To address the inefficiency and difficulty in dynamically adapting cross-user input parameters in human-computer interaction—particularly the challenge of balancing population-level commonalities with individual-specific variations—this paper proposes a continual human-in-the-loop optimization framework. It is the first to integrate the *continual learning* paradigm into human-in-the-loop optimization, employing Bayesian neural networks to jointly model shared user features and personalized biases, and introducing a generative replay mechanism to mitigate catastrophic forgetting. Evaluated on VR touch-typing text entry, the framework leverages historical user data to construct transferable surrogate models, substantially reducing online tuning time for new users. As the user population grows, the average optimization rounds per user decrease by up to 42%. This work establishes a novel, efficient, and scalable paradigm for continual, personalized human-computer interaction optimization.

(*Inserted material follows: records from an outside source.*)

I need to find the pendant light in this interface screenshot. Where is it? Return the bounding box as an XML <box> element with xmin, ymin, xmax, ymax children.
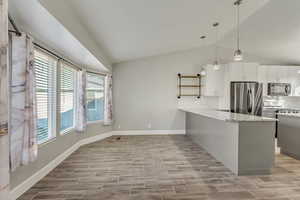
<box><xmin>200</xmin><ymin>35</ymin><xmax>206</xmax><ymax>76</ymax></box>
<box><xmin>234</xmin><ymin>0</ymin><xmax>243</xmax><ymax>61</ymax></box>
<box><xmin>213</xmin><ymin>22</ymin><xmax>220</xmax><ymax>71</ymax></box>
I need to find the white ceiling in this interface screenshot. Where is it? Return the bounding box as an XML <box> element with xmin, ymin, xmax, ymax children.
<box><xmin>41</xmin><ymin>0</ymin><xmax>270</xmax><ymax>63</ymax></box>
<box><xmin>218</xmin><ymin>0</ymin><xmax>300</xmax><ymax>65</ymax></box>
<box><xmin>9</xmin><ymin>0</ymin><xmax>107</xmax><ymax>71</ymax></box>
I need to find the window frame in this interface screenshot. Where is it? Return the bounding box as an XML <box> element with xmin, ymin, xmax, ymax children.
<box><xmin>85</xmin><ymin>72</ymin><xmax>106</xmax><ymax>124</ymax></box>
<box><xmin>34</xmin><ymin>47</ymin><xmax>58</xmax><ymax>146</ymax></box>
<box><xmin>58</xmin><ymin>61</ymin><xmax>79</xmax><ymax>135</ymax></box>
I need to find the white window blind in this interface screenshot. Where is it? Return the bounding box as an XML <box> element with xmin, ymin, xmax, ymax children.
<box><xmin>60</xmin><ymin>63</ymin><xmax>77</xmax><ymax>132</ymax></box>
<box><xmin>86</xmin><ymin>73</ymin><xmax>104</xmax><ymax>122</ymax></box>
<box><xmin>34</xmin><ymin>50</ymin><xmax>57</xmax><ymax>144</ymax></box>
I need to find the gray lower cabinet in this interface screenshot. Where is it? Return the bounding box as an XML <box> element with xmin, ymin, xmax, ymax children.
<box><xmin>278</xmin><ymin>115</ymin><xmax>300</xmax><ymax>159</ymax></box>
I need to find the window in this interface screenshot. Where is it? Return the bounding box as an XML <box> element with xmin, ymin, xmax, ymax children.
<box><xmin>34</xmin><ymin>50</ymin><xmax>57</xmax><ymax>144</ymax></box>
<box><xmin>86</xmin><ymin>73</ymin><xmax>104</xmax><ymax>122</ymax></box>
<box><xmin>60</xmin><ymin>63</ymin><xmax>77</xmax><ymax>132</ymax></box>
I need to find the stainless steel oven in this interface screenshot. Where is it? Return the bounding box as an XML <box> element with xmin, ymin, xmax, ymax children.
<box><xmin>268</xmin><ymin>83</ymin><xmax>292</xmax><ymax>96</ymax></box>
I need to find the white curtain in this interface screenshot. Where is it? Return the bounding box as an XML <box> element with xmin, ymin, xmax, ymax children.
<box><xmin>0</xmin><ymin>0</ymin><xmax>9</xmax><ymax>199</ymax></box>
<box><xmin>75</xmin><ymin>69</ymin><xmax>87</xmax><ymax>132</ymax></box>
<box><xmin>9</xmin><ymin>33</ymin><xmax>37</xmax><ymax>171</ymax></box>
<box><xmin>104</xmin><ymin>74</ymin><xmax>113</xmax><ymax>125</ymax></box>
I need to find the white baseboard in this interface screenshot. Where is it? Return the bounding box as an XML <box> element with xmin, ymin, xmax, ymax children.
<box><xmin>10</xmin><ymin>130</ymin><xmax>185</xmax><ymax>200</ymax></box>
<box><xmin>113</xmin><ymin>130</ymin><xmax>185</xmax><ymax>135</ymax></box>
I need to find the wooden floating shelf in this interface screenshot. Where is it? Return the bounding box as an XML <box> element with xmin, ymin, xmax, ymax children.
<box><xmin>179</xmin><ymin>85</ymin><xmax>202</xmax><ymax>87</ymax></box>
<box><xmin>177</xmin><ymin>73</ymin><xmax>202</xmax><ymax>99</ymax></box>
<box><xmin>180</xmin><ymin>76</ymin><xmax>199</xmax><ymax>78</ymax></box>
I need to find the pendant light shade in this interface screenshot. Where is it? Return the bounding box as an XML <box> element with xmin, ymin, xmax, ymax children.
<box><xmin>233</xmin><ymin>0</ymin><xmax>243</xmax><ymax>61</ymax></box>
<box><xmin>234</xmin><ymin>49</ymin><xmax>243</xmax><ymax>61</ymax></box>
<box><xmin>213</xmin><ymin>22</ymin><xmax>220</xmax><ymax>70</ymax></box>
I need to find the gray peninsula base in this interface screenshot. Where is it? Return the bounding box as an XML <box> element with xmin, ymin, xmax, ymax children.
<box><xmin>186</xmin><ymin>112</ymin><xmax>275</xmax><ymax>175</ymax></box>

Optimal input settings vary across users due to differences in motor abilities and personal preferences, which are typically addressed by manual tuning or calibration. Although human-in-the-loop optimization has the potential to identify optimal settings during use, it is rarely applied due to its long optimization process. A more efficient approach would continually leverage data from previous users to accelerate optimization, exploiting shared traits while adapting to individual characteristics. We introduce the concept of Continual Human-in-the-Loop Optimization and a Bayesian optimization-based method that leverages a Bayesian-neural-network surrogate model to capture population-level characteristics while adapting to new users. We propose a generative replay strategy to mitigate catastrophic forgetting. We demonstrate our method by optimizing virtual reality keyboard parameters for text entry using direct touch, showing reduced adaptation times with a growing user base. Our method opens the door for next-generation personalized input systems that improve with accumulated experience.